The State of the State address on Tuesday will serve as a farewell from Governor Chris Christie. A two term governor who won his second term in a landslide election and could have been president, only to collapse in popularity later. Once enjoying nosebleed high approval ratings, a Rutgers-Eagleton poll just out shows him leaving office with a 19% approval rating. The same poll shows only 5% of respondents saying they will miss him.

He's indicated you're wrong. He's suggested that when a new governor takes over and new policies are in place, you'll soon look back on him more fondly than you feel at present. What will he be remembered for? Taking on the state workers? Trying to tackle the pension crisis? His 2% property tax cap? His heartfelt, full on assault on the opioid epidemic?

Or will it be the glaring difference between his first term and his second? One got the feeling he was a different Christie in the beginning. One who was all about the challenge, the fight back, the ugly business of putting New Jersey on a course correction. Whereas later he seemed to become the guy who believed in his own press, enjoyed his appearances on Fallon and SNL far too much. To be fair, it must take a Herculean effort to not let it go to your head when so many were courting him to run for president in 2012. It would have been his, and he knows that now.

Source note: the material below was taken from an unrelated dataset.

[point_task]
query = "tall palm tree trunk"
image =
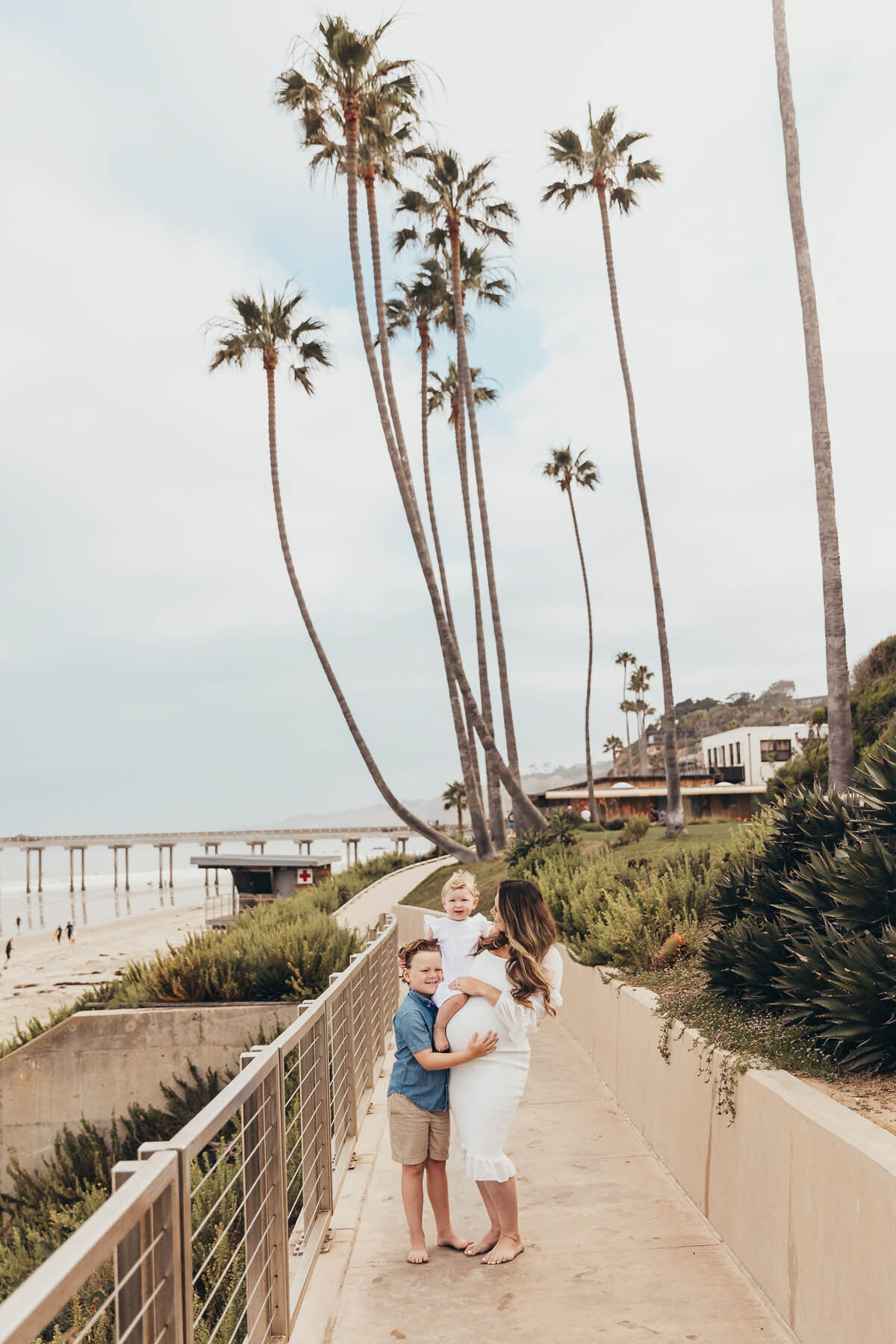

Then came Bridgegate. Many laughed it off at first. I knew it would have lasting reverberations. Sure enough, his appeal never recovered and his presidential bid in 2016 was doomed. Will Bridgegate be the thing we'll remember most about Chris Christie?

Or will it be the state shutdown and the infamous beach chair photo? As his tenure grew longer his arrogance grew bigger. In the end he seemed to be living in a delusional state. He believes we'll miss him.

We won't.

If Phil Murphy does to New Jersey what a lot of us are worried he will; rising taxes, skyrocketing property taxes, sanctuary state progressiveness, what we'll miss won't actually be Christie. It would simply be a time that was less bad. That isn't saying much.

Ultimately, what we'll remember about Chris Christie isn't Bridgegate. It isn't pension reform, proposed school funding reform, the opioid epidemic, the gas tax hike. It isn't the SNL and Letterman appearances or the presidential aspirations. It isn't his relationship with Donald Trump or the aftermath of Sandy.

What we'll remember about Christ Christie is the guy who wasn't afraid to yell back when someone took him on at the boardwalk. Or at the ballgame. Or any of another dozen public spectacles. What we'll remember about Chris Christie is the passionate swagger whether right or wrong. What we'll remember is being closer to knowing the true personality of any governor who ever held office. What we'll remember most is simply...Chris Christie.